By Michael Mealling
I'm jumping back into my GDP-to-DOW multiple regression analysis project and I wanted to report two recent discoveries. The first is a tool to help manage D3 graphs. For anyone that's used D3 you soon realize that it gives you way to many choices. You want something to create reasonable assumptions. That's apparently called Vega:
Vega is a visualization grammar, a declarative format for creating, saving and sharing visualization designs. With Vega you can describe data visualizations in a JSON format, and generate interactive views using either HTML5 Canvas or SVG.
I'll give it a try and report back.
The other thing I've learned is something called “retrodiction”, specifically retrodictive model interpolation. One thing I'll be doing is using R to “go back in time” and recalculate the regression model and then use that to predict the next months values to see how predictive the model is. For example, lets say I have 100 entries in a time series. I can run the regression and get an R-squared that shows that the model has a good “fit”. But what that doesn't tell me is how “predictive” that model is.
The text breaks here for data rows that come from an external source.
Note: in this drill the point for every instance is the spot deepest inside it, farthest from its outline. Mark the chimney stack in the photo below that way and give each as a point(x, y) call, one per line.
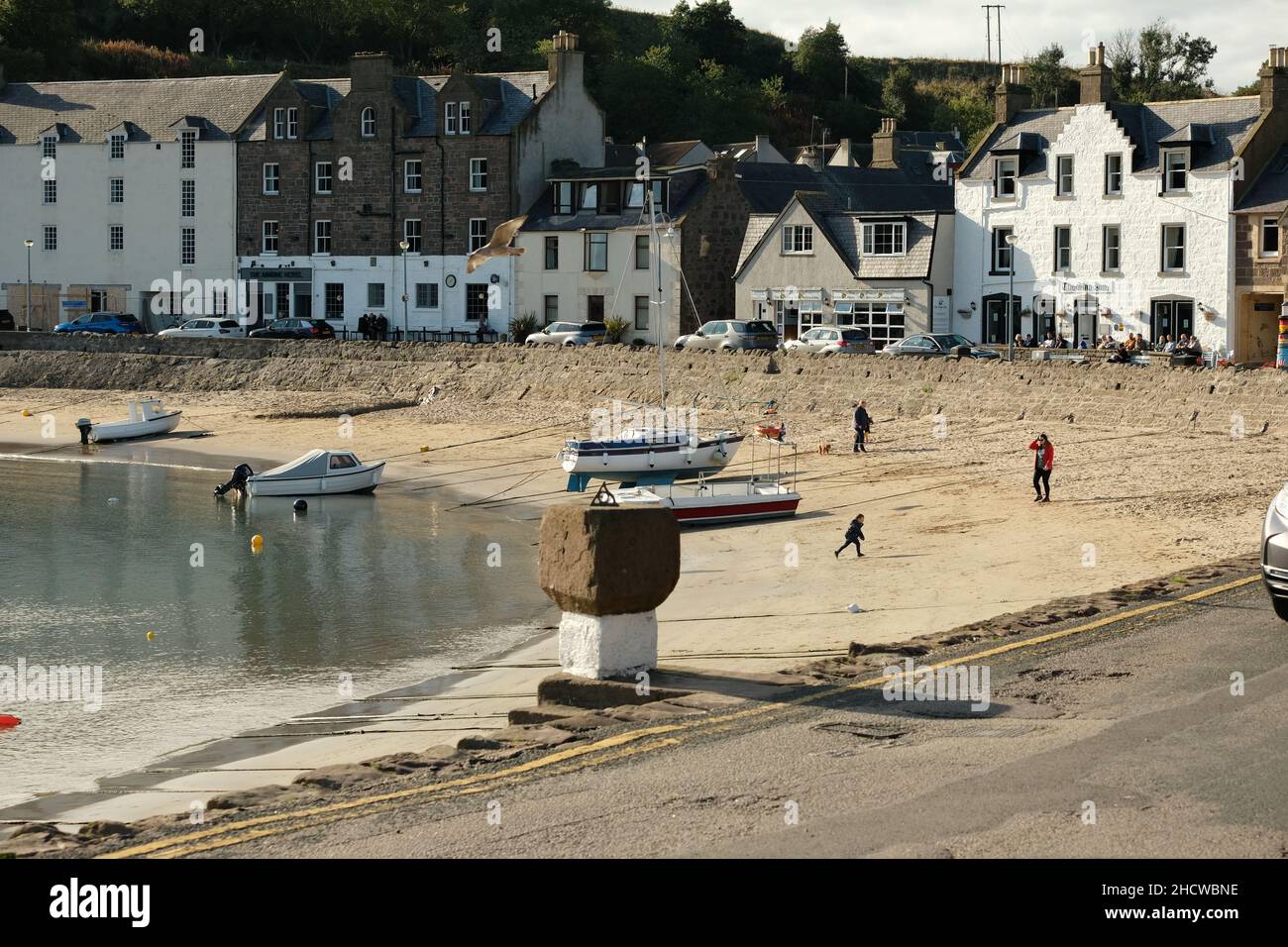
point(372, 72)
point(1274, 80)
point(565, 60)
point(1096, 81)
point(1012, 95)
point(885, 146)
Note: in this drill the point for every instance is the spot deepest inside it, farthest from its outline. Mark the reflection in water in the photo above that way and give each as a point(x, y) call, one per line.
point(93, 556)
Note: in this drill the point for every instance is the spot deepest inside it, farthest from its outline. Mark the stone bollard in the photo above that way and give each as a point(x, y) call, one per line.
point(608, 569)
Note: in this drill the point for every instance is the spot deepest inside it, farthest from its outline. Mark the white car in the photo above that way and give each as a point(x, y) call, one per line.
point(205, 329)
point(831, 341)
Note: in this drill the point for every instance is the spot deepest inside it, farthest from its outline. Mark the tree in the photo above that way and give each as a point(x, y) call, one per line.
point(709, 29)
point(900, 95)
point(820, 59)
point(1048, 76)
point(1158, 64)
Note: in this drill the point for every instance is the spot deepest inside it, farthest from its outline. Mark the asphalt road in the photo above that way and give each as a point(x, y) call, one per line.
point(1121, 741)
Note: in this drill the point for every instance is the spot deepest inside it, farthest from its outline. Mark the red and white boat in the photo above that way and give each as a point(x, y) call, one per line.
point(708, 501)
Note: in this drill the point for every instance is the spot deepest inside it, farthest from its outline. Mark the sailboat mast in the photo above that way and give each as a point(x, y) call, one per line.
point(656, 243)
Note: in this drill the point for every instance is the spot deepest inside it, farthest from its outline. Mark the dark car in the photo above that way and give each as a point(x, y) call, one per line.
point(938, 344)
point(106, 322)
point(295, 329)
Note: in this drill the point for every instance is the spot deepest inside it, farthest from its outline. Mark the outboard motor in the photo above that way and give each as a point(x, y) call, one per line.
point(237, 480)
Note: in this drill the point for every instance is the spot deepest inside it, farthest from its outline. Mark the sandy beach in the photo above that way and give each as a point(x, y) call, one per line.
point(952, 532)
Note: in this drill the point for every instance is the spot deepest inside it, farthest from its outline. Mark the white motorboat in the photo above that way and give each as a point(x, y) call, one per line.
point(645, 451)
point(316, 474)
point(708, 501)
point(147, 419)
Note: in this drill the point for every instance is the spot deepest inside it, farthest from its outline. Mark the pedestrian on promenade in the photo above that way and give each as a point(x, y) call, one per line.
point(1042, 462)
point(853, 536)
point(862, 427)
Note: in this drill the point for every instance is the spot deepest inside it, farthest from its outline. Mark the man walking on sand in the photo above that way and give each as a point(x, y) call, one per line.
point(862, 425)
point(1042, 463)
point(853, 535)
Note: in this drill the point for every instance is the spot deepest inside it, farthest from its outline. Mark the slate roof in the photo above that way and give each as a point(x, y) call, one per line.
point(419, 94)
point(1214, 128)
point(1269, 192)
point(686, 188)
point(840, 200)
point(151, 106)
point(768, 187)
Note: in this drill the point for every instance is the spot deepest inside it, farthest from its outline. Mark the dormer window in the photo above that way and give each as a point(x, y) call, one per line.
point(884, 239)
point(1005, 171)
point(1176, 165)
point(563, 197)
point(798, 240)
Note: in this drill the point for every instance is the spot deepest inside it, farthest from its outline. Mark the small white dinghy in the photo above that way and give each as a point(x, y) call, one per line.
point(147, 419)
point(316, 474)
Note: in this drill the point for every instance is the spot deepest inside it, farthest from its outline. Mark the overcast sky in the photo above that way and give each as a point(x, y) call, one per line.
point(1241, 30)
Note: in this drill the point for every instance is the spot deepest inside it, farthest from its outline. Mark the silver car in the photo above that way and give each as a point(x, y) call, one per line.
point(726, 335)
point(568, 334)
point(831, 341)
point(930, 344)
point(1274, 553)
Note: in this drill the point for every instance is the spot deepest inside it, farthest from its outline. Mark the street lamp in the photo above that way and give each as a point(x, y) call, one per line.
point(404, 247)
point(1010, 302)
point(29, 245)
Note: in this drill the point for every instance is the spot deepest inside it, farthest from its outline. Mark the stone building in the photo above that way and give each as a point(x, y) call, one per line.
point(1108, 217)
point(365, 195)
point(123, 188)
point(589, 254)
point(867, 247)
point(1261, 204)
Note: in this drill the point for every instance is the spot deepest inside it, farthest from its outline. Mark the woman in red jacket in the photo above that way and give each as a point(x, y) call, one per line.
point(1042, 462)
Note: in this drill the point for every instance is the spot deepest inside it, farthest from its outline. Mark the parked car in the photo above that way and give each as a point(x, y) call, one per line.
point(938, 344)
point(568, 334)
point(726, 335)
point(295, 329)
point(829, 341)
point(205, 329)
point(1274, 553)
point(108, 322)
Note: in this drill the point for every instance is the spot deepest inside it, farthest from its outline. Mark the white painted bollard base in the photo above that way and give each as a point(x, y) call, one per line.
point(606, 646)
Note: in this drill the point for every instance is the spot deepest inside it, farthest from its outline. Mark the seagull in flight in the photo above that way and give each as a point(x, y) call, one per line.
point(497, 247)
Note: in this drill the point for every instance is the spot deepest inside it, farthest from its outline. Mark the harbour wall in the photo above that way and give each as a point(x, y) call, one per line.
point(562, 380)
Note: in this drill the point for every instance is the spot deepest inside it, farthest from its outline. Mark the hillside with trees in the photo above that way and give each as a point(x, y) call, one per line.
point(697, 72)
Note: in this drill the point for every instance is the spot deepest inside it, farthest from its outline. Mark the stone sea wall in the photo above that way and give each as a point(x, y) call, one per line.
point(536, 380)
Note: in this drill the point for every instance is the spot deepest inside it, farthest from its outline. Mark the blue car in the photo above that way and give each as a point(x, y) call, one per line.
point(102, 322)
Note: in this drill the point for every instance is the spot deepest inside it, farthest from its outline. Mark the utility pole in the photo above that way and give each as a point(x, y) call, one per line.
point(988, 22)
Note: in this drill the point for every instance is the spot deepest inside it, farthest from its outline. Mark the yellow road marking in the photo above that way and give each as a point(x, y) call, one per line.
point(575, 758)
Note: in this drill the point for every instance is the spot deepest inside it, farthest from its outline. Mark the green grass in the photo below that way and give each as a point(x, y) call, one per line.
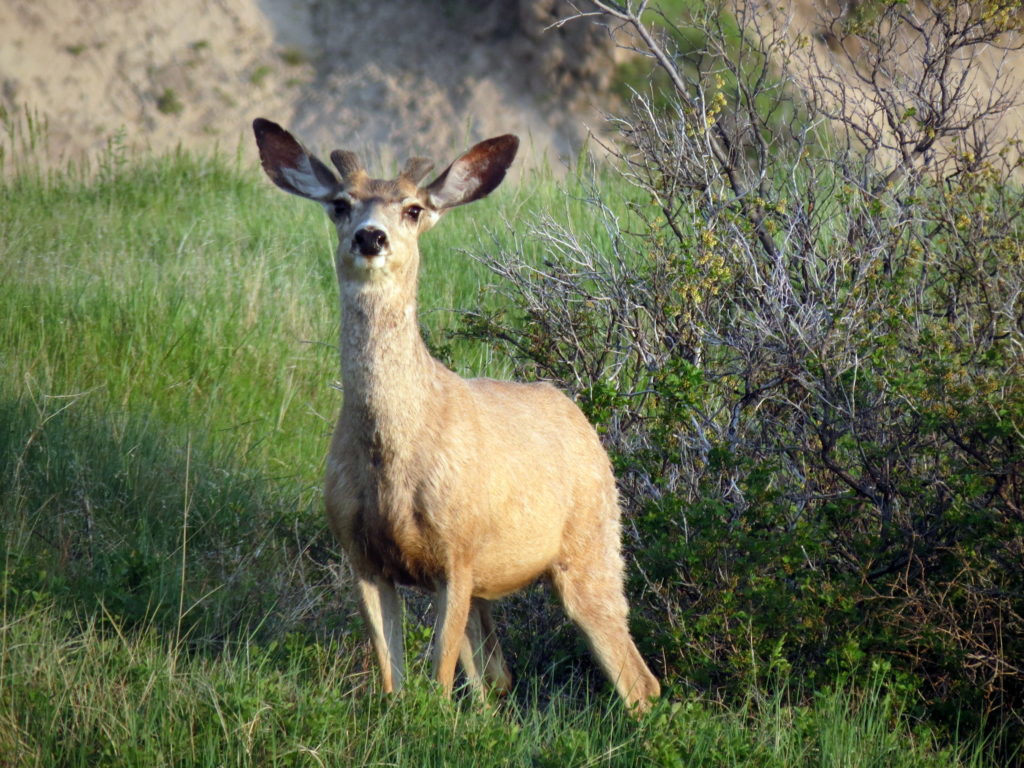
point(84, 692)
point(167, 346)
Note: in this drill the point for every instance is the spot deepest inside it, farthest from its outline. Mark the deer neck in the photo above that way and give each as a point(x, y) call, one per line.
point(386, 370)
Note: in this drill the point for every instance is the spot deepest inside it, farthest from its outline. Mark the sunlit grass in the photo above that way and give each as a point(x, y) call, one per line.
point(168, 335)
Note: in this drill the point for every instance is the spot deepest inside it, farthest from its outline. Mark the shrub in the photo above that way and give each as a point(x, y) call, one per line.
point(803, 340)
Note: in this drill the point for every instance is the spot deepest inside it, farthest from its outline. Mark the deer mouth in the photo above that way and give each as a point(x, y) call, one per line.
point(369, 261)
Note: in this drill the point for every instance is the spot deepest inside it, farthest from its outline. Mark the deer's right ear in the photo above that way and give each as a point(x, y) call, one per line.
point(290, 166)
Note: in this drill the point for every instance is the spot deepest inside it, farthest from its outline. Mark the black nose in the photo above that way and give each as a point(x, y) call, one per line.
point(370, 241)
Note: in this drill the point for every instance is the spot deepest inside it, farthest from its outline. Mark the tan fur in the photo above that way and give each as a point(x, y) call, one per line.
point(471, 488)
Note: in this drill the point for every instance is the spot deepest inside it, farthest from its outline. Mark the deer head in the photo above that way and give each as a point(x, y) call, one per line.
point(379, 221)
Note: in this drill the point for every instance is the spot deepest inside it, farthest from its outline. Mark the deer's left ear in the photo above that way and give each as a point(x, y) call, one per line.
point(473, 175)
point(290, 166)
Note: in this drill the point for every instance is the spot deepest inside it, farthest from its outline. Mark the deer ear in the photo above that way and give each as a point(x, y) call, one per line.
point(473, 175)
point(290, 166)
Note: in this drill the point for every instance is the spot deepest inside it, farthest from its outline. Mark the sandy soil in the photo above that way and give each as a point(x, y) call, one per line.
point(385, 78)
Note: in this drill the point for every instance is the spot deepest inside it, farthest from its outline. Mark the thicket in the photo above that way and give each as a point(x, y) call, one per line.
point(805, 345)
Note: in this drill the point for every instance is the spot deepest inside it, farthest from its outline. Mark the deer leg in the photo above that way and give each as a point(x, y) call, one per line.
point(382, 610)
point(454, 600)
point(480, 653)
point(593, 596)
point(496, 672)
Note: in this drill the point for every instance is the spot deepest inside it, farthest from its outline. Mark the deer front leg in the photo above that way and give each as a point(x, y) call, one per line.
point(382, 610)
point(481, 654)
point(454, 599)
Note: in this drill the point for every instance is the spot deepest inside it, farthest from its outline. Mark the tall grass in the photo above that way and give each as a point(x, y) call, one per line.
point(167, 347)
point(82, 692)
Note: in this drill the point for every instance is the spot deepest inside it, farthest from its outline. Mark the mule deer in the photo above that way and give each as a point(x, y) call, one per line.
point(469, 487)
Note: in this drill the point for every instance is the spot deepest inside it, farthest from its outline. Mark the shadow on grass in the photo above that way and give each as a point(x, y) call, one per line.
point(151, 525)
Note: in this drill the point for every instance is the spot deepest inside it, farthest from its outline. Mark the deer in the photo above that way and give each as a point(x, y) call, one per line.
point(469, 488)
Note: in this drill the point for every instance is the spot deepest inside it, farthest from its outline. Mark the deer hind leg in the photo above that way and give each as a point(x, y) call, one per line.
point(480, 652)
point(593, 596)
point(451, 627)
point(382, 610)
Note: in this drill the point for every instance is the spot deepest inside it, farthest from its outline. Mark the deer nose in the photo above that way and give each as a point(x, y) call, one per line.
point(370, 241)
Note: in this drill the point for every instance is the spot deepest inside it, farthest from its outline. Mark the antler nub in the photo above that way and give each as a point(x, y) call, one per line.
point(416, 169)
point(346, 163)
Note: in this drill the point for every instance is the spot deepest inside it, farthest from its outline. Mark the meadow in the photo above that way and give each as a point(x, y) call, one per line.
point(169, 596)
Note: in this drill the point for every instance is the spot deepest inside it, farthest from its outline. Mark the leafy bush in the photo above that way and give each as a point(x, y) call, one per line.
point(804, 341)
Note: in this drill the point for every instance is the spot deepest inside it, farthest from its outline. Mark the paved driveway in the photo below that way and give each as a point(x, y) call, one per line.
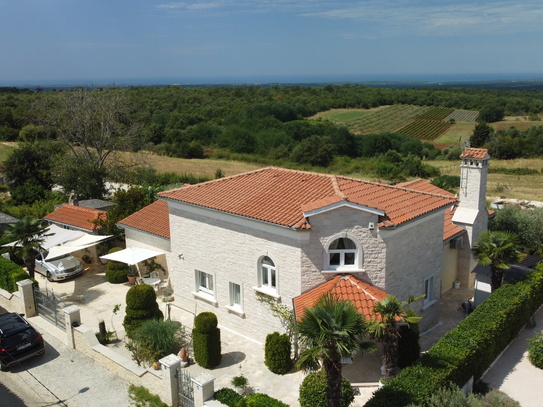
point(513, 373)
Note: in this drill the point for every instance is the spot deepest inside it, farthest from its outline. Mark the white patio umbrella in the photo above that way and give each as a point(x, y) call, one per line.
point(132, 255)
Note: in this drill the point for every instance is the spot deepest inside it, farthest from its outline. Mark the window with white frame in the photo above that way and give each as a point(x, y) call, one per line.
point(428, 290)
point(235, 296)
point(267, 274)
point(342, 254)
point(204, 282)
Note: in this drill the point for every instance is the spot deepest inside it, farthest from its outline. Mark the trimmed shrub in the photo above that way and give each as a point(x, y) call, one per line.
point(277, 353)
point(228, 397)
point(206, 339)
point(313, 391)
point(260, 400)
point(141, 306)
point(116, 272)
point(408, 345)
point(535, 350)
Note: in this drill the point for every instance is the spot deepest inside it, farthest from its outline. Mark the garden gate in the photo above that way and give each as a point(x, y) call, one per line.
point(185, 390)
point(49, 306)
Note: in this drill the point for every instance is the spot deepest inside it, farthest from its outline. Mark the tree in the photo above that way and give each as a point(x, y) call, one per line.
point(30, 171)
point(497, 249)
point(331, 330)
point(93, 125)
point(385, 328)
point(29, 234)
point(481, 135)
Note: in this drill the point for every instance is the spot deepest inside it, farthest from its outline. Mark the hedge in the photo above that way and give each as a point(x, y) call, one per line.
point(10, 273)
point(277, 353)
point(470, 348)
point(206, 339)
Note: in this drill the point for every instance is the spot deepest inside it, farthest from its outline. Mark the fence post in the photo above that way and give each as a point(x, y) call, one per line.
point(26, 291)
point(170, 364)
point(72, 318)
point(204, 388)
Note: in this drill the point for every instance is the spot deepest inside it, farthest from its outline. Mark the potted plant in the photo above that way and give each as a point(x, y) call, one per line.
point(240, 383)
point(132, 274)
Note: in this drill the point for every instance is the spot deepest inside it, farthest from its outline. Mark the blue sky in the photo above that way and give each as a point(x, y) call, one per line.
point(93, 40)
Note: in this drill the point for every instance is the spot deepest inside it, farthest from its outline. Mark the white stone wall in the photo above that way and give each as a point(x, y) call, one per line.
point(228, 248)
point(330, 225)
point(414, 254)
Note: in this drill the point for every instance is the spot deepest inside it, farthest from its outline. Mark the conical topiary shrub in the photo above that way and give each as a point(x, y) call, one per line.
point(141, 306)
point(206, 338)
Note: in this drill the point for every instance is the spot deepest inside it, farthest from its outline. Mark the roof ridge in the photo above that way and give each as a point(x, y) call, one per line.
point(349, 277)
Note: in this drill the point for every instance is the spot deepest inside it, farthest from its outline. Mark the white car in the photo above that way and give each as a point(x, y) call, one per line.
point(58, 268)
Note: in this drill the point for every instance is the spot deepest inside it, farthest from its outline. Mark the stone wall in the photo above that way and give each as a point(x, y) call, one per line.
point(229, 248)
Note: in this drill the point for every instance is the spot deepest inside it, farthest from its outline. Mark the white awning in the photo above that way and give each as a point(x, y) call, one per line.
point(132, 255)
point(83, 242)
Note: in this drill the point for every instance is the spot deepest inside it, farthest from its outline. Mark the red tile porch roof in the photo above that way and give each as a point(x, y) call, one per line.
point(450, 229)
point(282, 196)
point(154, 219)
point(344, 287)
point(77, 216)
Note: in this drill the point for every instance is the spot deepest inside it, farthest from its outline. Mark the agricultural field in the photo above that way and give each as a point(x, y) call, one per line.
point(423, 123)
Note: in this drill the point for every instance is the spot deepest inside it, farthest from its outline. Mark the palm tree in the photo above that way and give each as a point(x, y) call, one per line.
point(497, 249)
point(330, 331)
point(29, 234)
point(385, 327)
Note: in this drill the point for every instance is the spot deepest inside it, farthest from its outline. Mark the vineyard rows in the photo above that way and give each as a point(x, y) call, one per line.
point(463, 115)
point(436, 113)
point(425, 129)
point(385, 120)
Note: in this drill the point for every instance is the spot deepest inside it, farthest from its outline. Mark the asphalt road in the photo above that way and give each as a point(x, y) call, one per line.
point(61, 377)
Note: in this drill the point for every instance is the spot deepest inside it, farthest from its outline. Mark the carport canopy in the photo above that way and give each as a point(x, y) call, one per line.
point(132, 255)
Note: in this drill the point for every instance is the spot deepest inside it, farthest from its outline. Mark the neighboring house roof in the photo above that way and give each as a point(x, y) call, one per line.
point(478, 153)
point(97, 204)
point(450, 229)
point(516, 271)
point(76, 216)
point(363, 295)
point(284, 197)
point(154, 219)
point(7, 219)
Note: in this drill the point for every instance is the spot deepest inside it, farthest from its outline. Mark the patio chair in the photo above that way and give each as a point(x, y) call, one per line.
point(164, 284)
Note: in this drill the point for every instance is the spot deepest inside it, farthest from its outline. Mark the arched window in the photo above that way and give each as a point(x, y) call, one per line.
point(342, 254)
point(267, 277)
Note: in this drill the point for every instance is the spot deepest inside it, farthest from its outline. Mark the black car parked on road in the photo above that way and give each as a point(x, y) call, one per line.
point(18, 340)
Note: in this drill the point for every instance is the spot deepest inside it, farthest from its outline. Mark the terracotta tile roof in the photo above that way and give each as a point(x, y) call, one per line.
point(77, 216)
point(345, 287)
point(450, 229)
point(478, 153)
point(154, 219)
point(282, 196)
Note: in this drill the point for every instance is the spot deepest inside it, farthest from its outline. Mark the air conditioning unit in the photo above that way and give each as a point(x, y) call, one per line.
point(456, 243)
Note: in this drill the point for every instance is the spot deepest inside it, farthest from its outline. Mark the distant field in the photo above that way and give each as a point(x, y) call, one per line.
point(423, 123)
point(529, 187)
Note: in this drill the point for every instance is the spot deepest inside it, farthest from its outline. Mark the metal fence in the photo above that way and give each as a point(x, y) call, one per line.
point(185, 390)
point(49, 306)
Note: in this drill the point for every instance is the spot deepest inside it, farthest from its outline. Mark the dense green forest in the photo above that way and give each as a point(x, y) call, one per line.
point(265, 125)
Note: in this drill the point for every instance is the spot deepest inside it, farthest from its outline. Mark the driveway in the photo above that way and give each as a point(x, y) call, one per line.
point(513, 373)
point(63, 377)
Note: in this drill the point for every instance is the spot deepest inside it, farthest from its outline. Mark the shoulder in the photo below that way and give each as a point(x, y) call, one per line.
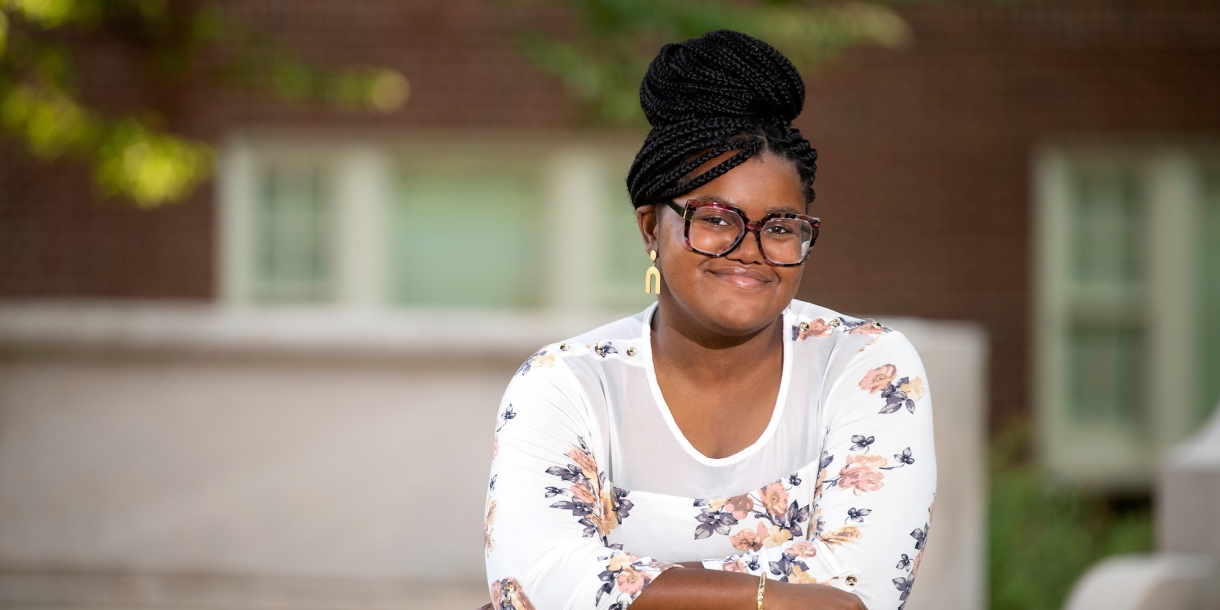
point(577, 356)
point(852, 344)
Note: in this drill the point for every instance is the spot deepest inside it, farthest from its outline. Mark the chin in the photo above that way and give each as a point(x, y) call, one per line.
point(735, 311)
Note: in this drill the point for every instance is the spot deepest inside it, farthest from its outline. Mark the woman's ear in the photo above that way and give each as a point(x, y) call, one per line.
point(645, 216)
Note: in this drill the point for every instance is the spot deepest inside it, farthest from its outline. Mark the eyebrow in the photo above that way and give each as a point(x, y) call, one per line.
point(777, 209)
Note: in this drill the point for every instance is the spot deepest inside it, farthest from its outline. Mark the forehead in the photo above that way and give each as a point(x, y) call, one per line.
point(764, 183)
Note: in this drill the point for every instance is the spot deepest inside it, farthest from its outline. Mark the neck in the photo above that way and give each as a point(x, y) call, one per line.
point(683, 344)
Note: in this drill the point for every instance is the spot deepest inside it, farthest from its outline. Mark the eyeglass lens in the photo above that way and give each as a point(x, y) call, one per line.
point(785, 240)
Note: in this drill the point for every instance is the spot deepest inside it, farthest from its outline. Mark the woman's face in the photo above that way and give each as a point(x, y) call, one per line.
point(736, 294)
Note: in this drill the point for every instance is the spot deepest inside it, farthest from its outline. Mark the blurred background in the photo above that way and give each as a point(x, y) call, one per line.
point(267, 265)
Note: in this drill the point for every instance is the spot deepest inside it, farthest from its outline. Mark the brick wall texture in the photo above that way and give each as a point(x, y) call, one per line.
point(925, 154)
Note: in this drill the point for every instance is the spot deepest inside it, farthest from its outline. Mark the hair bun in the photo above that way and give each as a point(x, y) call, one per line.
point(722, 73)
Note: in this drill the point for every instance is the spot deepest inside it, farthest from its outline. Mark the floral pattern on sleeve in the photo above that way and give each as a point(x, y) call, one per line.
point(599, 505)
point(820, 327)
point(508, 594)
point(488, 543)
point(903, 392)
point(541, 358)
point(909, 565)
point(626, 575)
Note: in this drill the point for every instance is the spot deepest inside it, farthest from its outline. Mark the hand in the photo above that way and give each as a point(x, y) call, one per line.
point(782, 595)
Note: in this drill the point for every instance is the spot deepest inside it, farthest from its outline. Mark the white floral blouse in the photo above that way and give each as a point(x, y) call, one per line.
point(594, 491)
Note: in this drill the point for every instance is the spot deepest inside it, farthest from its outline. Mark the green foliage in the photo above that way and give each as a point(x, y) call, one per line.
point(1042, 538)
point(134, 156)
point(603, 62)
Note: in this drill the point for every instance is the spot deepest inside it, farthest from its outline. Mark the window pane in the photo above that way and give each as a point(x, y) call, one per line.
point(1105, 228)
point(1104, 377)
point(1209, 310)
point(466, 236)
point(294, 244)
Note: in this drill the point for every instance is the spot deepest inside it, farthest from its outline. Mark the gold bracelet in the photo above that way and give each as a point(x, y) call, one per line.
point(761, 588)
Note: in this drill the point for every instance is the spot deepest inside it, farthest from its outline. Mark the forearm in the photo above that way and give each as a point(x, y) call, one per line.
point(694, 588)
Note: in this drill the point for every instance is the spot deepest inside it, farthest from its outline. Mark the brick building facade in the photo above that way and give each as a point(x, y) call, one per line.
point(926, 155)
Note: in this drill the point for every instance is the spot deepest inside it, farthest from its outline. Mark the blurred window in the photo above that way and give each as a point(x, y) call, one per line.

So if you have 100 entries why do the regression again but this time for only the first 99 items. Then plugin the variables for the 100th entry and see how well it compares to the target variable. Now do that for the 98th, 97th, 96th, etc. At each point you will get a different set of coefficients and a different prediction for the target variable. Now, one would expect that a predictive model would have stable co-efficients and a relatively low variance in the target variable. If the co-efficientsa are vary a great deal then you know you can't calculate the model until you have the data you're trying to predict.